Member of the Arkansas House of Representatives from the 14th district
- In office January 1, 2023 – January 13, 2025
- Preceded by: Roger Lynch
- Succeeded by: Nick Burkes

Member of the Arkansas House of Representatives from the 96th district
- In office January 1, 2015 – July 10, 2020
- Preceded by: Duncan Baird
- Succeeded by: Jill Bryant

Personal details
- Born: Ozark, Missouri, U.S.
- Party: Republican
- Alma mater: University of Arkansas

= Grant Hodges =

American politician

Grant Hodges is an American politician, serving as a member of the Arkansas House of Representatives from the 14th district. He assumed office in January 2023. He left office on January 13, 2025, and was succeeded by Nick Burkes. He previously served as a Republican member for the 96th district of the Arkansas House of Representatives.

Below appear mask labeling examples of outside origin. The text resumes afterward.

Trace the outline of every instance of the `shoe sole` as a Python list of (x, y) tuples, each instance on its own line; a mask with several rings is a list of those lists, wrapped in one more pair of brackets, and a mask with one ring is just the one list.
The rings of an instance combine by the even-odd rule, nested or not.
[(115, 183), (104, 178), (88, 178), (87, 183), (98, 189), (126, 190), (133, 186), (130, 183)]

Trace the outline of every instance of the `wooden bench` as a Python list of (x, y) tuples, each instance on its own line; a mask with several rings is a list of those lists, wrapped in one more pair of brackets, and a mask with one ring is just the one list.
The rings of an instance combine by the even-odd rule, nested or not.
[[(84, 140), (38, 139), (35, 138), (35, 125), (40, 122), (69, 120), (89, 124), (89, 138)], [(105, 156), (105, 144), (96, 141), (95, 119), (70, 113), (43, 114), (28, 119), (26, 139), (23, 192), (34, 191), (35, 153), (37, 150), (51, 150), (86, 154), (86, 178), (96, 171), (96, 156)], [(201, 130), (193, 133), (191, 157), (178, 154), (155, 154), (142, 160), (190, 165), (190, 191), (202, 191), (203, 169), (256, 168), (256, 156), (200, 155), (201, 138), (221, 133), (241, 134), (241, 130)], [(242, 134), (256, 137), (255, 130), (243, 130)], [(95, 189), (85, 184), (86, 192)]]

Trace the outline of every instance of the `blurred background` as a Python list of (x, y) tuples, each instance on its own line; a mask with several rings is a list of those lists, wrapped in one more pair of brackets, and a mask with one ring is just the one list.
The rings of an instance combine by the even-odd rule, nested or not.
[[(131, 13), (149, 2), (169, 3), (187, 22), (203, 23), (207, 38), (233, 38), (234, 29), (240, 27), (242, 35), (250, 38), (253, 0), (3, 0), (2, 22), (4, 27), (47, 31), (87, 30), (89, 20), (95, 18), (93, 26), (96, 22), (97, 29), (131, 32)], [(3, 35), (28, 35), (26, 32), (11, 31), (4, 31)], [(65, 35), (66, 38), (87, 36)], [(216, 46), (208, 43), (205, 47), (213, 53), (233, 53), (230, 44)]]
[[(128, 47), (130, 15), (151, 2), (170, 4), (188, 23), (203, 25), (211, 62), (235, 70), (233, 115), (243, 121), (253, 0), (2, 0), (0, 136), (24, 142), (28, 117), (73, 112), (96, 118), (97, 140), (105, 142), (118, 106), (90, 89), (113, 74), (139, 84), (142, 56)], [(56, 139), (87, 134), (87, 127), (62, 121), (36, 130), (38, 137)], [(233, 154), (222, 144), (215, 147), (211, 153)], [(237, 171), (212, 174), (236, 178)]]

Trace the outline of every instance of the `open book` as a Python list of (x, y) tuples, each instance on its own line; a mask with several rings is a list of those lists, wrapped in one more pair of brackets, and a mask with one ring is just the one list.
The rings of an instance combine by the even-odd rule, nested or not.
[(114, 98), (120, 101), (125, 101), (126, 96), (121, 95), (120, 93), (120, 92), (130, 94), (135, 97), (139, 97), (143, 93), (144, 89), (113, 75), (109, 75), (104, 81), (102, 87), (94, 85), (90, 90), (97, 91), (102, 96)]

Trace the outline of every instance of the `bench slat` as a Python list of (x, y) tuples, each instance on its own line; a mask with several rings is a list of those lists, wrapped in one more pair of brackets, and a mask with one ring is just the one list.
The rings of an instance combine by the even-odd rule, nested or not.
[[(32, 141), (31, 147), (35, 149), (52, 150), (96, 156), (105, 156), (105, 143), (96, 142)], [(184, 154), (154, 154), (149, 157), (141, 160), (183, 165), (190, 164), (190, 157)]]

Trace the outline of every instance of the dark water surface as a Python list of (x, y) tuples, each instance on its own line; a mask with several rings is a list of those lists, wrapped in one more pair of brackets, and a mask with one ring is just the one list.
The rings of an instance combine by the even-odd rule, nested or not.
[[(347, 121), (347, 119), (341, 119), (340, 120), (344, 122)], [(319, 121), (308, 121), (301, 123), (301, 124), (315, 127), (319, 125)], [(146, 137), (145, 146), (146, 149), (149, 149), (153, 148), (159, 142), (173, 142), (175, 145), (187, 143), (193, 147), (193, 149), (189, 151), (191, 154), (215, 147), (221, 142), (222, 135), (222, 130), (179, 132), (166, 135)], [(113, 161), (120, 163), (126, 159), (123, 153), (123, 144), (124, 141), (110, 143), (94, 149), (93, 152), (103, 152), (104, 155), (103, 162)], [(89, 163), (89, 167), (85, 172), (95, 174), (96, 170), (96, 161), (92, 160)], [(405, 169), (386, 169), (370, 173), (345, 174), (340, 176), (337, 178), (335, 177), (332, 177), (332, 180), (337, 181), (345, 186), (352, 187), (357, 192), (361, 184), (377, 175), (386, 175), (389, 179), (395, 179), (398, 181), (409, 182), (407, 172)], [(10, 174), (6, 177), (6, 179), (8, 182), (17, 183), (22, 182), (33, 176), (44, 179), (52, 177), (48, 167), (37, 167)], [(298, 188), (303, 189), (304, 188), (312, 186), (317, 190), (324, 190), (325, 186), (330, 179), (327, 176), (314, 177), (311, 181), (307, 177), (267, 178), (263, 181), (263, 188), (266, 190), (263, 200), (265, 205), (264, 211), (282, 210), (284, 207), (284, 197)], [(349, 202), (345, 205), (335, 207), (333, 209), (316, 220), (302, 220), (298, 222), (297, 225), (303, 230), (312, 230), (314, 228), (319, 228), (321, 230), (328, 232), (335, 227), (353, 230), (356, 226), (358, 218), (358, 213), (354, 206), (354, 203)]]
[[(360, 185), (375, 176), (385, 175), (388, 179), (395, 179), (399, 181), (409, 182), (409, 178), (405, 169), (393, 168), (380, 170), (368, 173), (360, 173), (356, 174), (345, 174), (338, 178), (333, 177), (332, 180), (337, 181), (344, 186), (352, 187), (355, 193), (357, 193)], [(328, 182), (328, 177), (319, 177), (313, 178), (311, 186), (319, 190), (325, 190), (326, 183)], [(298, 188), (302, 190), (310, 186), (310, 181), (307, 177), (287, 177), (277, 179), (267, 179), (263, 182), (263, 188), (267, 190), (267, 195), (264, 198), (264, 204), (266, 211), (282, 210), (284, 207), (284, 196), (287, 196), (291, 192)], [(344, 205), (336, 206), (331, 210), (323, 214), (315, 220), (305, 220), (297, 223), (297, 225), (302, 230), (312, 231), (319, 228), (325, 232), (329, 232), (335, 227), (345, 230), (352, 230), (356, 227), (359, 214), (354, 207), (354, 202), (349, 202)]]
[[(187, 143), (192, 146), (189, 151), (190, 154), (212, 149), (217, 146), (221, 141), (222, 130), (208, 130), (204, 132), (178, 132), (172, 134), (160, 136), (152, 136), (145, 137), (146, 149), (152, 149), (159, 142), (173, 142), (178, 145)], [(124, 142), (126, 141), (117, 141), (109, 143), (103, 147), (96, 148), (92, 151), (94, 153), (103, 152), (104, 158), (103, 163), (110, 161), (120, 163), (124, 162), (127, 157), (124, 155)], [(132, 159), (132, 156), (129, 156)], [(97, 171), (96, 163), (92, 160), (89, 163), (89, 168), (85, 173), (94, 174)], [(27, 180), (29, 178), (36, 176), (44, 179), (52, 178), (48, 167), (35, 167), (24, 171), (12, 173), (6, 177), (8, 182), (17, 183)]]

Born in Ozark, Missouri. Hodges attended the University of Arkansas, where he earned a bachelor's degree and master's degree in political science. In 2015, he was elected to represent the 96th district of the Arkansas House of Representatives, succeeding Duncan Baird. In 2020, Hodges decided not to run for office again, and he took a position at Northwest Arkansas Community College as its executive director of community and government relations and marketing. He was succeeded as state representative for the 96th district by Jill Bryant.